Я взяла своего ребенка на руки и подошла к нашей кровати. Ник подошел ко мне сзади.
Я должна была уложить его спать в его кроватку, такую прекрасную кроватку, которую мы приготовили для него в его комнате, но мне было больно даже думать о том, чтобы оставить его там одного. Мы спали все вместе, Эндрю был между нами.
—Не могу поверить, что он уже здесь, с нами, — признался мне Ник, проводя одним пальцем по розовым ягодицам Эндрю.
— Это самый красивый ребенок, которого я когда-либо видела, - заявила я, наклоняясь, чтобы понюхать его головку. Он так восхитительно хорошо пах. .
Дело не в том, что я была его матерью, а в том, что он был прекрасным ребенком с голубыми глазками и пухлыми ручками.
Дженна подарила ему маленькую одежду, которую он носил, бирюзово-синий костюмчик с надписью «Я номер 1», выгравированной в центре.
Я улыбнулась, счастливая, что я дома, что я с Ником, что худшее уже позади …
Или я так думала тогда.
Как ни странно, нам было несложно приспособиться к Энрю. Он не был младенцем, который плакал весь день, наоборот, иногда нам самим приходилось будить его, чтобы покормить.
По какой-то неизвестной причине я могла кормить его грудью только первые две недели после ее рождения. Я начала замечать, что ребенку было трудно сосать грудь и что на самом деле я больше не могла кормить его.

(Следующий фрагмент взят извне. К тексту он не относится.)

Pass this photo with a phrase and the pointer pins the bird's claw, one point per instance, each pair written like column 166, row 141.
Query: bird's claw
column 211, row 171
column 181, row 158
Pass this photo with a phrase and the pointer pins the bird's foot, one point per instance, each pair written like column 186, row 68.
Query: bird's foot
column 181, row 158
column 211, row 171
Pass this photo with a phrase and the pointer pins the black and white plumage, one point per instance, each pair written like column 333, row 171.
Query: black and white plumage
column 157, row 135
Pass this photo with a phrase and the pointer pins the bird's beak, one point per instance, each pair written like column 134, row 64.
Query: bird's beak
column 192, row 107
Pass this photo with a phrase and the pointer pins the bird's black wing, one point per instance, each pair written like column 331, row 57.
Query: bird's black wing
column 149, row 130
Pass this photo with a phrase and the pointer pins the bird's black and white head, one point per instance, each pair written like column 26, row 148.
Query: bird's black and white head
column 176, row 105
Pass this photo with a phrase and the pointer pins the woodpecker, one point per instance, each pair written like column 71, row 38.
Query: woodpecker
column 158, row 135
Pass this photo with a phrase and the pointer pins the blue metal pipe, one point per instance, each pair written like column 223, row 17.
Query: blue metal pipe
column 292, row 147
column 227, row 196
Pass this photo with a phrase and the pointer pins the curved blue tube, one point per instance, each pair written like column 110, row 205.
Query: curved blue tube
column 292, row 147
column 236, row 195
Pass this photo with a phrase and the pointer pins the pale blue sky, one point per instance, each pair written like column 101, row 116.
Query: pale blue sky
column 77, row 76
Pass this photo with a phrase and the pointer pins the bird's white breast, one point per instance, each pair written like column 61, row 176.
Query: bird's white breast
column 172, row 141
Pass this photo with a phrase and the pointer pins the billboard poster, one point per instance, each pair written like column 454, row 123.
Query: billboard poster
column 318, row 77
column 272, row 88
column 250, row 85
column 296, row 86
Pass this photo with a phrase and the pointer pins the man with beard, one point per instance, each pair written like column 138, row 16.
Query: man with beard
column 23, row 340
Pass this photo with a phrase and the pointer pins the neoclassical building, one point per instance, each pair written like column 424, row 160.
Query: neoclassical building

Мне было больно терять эту особую связь с ним, нет ничего волшебнее, чем кормить его - твоего ребенока, я чувствовала это по отношению к себе, но мы ничего не могли поделать.
— Посмотри на это с положительной стороны, — сказала Дженна, прижимая Эндрю к себе и восхищенно глядя на него. —Твои сиськи не отвалятся.
Я закатила глаза. Если бы у нее когда-нибудь был ребенок, она бы поняла, почему меня так расстроила эта тема.
—Я хочу одного, — заявила тогда Дженна, застигнув меня врасплох.